In an analysis published on bioRxiv, mathematical biologist Alex Washburne argued that the virus has “some genomic features” that “would appear if the virus had been stitched together by some form of genetic engineering”. Washburne collaborated with an associate professor of pharmacology at Duke University Antonius VanDongen and a molecular immunologist Valentin Bruttel, for the study.
The trio also examined the number and nature of stitches to assess how much the virus resembles others found in nature. They presume that SARS-Cov-2 was made by combining shorter fragments of existing viruses.

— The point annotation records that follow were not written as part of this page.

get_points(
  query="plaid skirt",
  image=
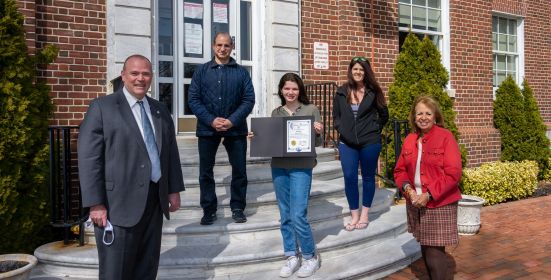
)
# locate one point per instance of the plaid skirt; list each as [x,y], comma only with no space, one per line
[433,226]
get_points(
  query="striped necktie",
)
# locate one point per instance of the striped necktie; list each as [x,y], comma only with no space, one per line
[151,145]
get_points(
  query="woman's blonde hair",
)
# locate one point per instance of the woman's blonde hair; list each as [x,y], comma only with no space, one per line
[432,104]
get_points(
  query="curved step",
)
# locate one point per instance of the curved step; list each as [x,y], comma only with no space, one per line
[200,260]
[258,173]
[189,156]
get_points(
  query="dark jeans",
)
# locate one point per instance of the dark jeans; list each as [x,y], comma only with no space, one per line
[236,146]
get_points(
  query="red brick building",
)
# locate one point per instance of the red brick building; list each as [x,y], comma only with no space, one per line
[473,58]
[481,42]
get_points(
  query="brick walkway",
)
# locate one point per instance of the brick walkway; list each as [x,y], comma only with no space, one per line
[513,243]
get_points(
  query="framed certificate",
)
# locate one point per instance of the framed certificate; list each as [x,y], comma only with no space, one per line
[283,137]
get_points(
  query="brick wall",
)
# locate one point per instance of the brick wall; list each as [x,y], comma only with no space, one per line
[79,73]
[471,77]
[352,28]
[347,27]
[537,49]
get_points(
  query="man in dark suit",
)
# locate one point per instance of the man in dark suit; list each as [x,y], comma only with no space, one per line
[130,174]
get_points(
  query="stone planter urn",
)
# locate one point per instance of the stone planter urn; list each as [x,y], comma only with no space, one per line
[468,214]
[16,266]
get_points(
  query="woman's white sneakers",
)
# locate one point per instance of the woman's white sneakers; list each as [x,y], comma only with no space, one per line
[291,265]
[307,268]
[310,266]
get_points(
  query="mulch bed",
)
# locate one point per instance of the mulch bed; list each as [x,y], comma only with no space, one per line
[544,188]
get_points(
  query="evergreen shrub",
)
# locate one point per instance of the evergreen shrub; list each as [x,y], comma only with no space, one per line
[24,111]
[501,181]
[536,138]
[419,71]
[517,117]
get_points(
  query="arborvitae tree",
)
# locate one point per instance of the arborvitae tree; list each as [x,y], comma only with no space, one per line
[24,111]
[510,120]
[419,71]
[538,143]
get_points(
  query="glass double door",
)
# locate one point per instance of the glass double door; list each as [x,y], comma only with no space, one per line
[195,24]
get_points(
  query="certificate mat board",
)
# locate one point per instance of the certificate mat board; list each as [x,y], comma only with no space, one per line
[283,137]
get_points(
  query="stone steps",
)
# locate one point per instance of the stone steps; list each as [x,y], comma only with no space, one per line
[253,250]
[258,173]
[231,259]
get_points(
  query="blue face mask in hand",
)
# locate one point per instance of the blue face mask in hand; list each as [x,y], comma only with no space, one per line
[108,232]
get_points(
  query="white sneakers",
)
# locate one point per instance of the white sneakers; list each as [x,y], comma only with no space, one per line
[307,268]
[291,265]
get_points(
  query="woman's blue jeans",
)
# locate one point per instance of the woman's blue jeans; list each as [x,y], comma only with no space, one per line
[367,158]
[292,189]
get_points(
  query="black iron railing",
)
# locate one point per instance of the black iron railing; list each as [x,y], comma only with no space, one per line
[321,95]
[65,201]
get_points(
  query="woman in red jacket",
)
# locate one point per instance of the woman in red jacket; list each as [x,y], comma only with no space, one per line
[428,172]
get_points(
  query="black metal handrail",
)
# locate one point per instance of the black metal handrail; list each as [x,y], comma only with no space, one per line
[321,95]
[65,201]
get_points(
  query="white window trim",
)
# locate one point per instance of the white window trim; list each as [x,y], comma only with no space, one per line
[520,48]
[444,43]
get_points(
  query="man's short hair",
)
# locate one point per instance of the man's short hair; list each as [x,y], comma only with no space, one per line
[136,56]
[222,34]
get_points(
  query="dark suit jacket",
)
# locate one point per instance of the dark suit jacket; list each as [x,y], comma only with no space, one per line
[114,167]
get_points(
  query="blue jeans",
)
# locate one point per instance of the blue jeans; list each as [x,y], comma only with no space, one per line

“For a coronavirus genome assembly they say an ideal arrangement would be to use between five and eight fragments, all under 8,000 letters long. Such fragments are created using restriction enzymes. These are molecular scissors which cut genomic material at particular sequences of genetic letters. If a genome does not have such restriction sites in opportune places, researchers typically create new ones of their own,” the report said.
The scientists found that the distribution of two restriction sites, BsaI/BsmBI is uncommon.
The study is not peer-reviewed, nor has it been published in any journal. It has attracted mixed reactions from the scientific world. Several scientists like the University of Sidney’s Edward Holmes, have said that it is “complete nonsense”. But many including Sylvestre Marillonnet of the Leibniz Institute for Plant Biochemistry, Germany, say the findings might be true but needs rigorous peer review.
Since the start of the pandemic, several scientists have argued that the virus could have emerged from a lab in Wuhan, China. But China has denied such claims. It has even asked for investigations into whether it may have originated in the US.